Bewick’s dog

One of Bewick’s woodcuts shows a dog reacting to faces and monstrous creatures seen in some trees at night.

(Thomas Bewick (c. 11 August 1753 – 8 November 1828) — wood-engraver and natural history author working in the north-east of England, long the focus of my archaeological research.)

Pareidolia — seeing faces in things (and much more). A fascination of mine — detecting signal in the noise, separating figure and ground, figure in the landscape, figuration. Part of an archaeological sensibility.

The orthodoxy is to hold that there is no face there, that this is misrecognition. But the smiley emoticon is not a misrecognition of a face. No – pareidolia take us into experiences of the flux, inderterminacy, complexity of that within which we find ourselves – and in re-presentation to self – mediation, transcription, translation.

Bewick transcribes. How the world might present itself to us. In woodblock print … .

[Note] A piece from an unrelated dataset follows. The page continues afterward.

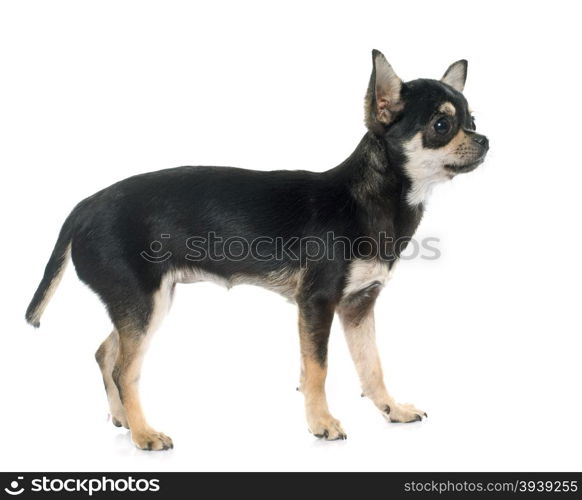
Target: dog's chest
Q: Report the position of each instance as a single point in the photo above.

Back a while ago in my study of ancient Greek armor, corporality and physiognomy, I suggested that the face (through the Corinthian helmet, in the Gorgon’s face on a shield) was simply an arrangement of holes/shadows/features upon a surface. I was inspired by a passage in Deleuze and Guattari’s Mille Plateaux. Perhaps. I forget.

Bewick’s woodcut is the cutting of shadows into the surface of the block with burin. Exactly. Eyes and mouth in wood, stone, whatever. Simply dark on light. This is the energy of re-presentation that surpasses distinctions between what is seen and experienced, and how it may be represented.

These are not misrecognitions. They are the substance of an archaeological sensibility that works on traces and remains.